Sony sponsors Red 7 for SXSW

By Raoul Hernandez, 9:01AM, Thu. Jan. 5, 2012

Red 7's inside stage
Red 7's inside stage
photo by Raoul Hernandez

Three years ago, January 2009, Red 7 celebrated the New Year with a makeover from Stalin. Free Week coming and goings now find the live music venue's propagandist murals eradicated by a coat of prison gray primer. Meet ground zero of a future South by Southwest trend.

Hungover from the holidays isn't just for retail outlets suddenly bereft of Christmastime. All businesses feel the winter pinch through January and February in the wake of binge spending the previous months. Free Week, a now SXSW-like matrix of local venues stacking mostly local music talent while locals go from club to club, was born – ingeniously so – out of non-existent bar sales this time of year. Red 7, from the Transmission Entertainment umbrella of clubs, solved its annual dead zone dilemma in a manner other corporate entities are certain to note.

Sony, unveiling its new portable PlayStation device on 2.22.12, PlayStation®Vita, has essentially become the club's “sponsor” through the end of SXSW, confirmed Red 7 owner Jared Cannon last night near his inside bar. The club's front room, wiped clean of pool tables and booths, becomes the Vita Lounge beginning January 16, hosting promotional acclimation to its hand-held gaming console, while the outdoor stage – its walls also scrubbed – conducts business as usual.

Sony has fixed Red 7's plumbing, some electrical issues, and made obvious cosmetic adjustments, basically paying Red 7's rent through March in order to get a jump on SXSW. Cannon was looking forward to their sponsoring tech giant going all out for the Interactive portion of Austin's annual media Olympics.

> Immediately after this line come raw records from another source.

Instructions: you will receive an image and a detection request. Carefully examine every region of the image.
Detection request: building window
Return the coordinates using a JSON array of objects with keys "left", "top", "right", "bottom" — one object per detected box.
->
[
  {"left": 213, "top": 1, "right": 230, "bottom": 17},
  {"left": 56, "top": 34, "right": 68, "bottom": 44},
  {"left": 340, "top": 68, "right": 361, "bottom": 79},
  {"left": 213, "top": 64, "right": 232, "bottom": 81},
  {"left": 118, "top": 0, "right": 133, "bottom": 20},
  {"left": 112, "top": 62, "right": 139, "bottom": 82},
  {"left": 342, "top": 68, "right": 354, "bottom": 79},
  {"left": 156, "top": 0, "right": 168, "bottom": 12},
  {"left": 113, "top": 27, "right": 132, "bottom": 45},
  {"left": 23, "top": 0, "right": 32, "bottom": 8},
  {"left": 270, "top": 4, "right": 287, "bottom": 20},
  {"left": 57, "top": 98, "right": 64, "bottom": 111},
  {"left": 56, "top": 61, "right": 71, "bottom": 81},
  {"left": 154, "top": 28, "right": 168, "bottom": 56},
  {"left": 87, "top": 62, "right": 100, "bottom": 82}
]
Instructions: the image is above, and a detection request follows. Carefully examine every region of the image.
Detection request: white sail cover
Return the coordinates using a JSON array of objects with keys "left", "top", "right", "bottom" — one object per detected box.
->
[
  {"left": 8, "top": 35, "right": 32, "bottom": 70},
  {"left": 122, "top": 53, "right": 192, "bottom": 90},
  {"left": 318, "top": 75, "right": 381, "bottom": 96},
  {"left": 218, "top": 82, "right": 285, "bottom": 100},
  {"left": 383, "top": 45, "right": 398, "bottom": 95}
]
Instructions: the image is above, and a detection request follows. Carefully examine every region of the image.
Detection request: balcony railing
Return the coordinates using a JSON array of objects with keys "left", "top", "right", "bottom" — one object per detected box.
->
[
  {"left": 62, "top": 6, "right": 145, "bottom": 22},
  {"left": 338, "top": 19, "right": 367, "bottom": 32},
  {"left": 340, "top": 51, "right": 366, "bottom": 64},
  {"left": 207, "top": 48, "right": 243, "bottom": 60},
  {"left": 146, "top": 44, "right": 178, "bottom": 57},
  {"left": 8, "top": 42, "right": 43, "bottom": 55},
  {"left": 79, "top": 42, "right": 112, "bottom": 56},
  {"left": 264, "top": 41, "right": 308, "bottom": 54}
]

Heather Go Psycho, meanwhile, outside at Red 7 Wednesday, looked a lot like a fellow all-female rock trio from San Antonio: Girl in a Coma, which had a line out the door and around the corner at Frank last night for Free Week. Heather's punky rough stab at Prince and the Bangles' “Manic Monday” made perfect soundtrack to the dawn of every new year in Austin, its point of horizon – Manic March.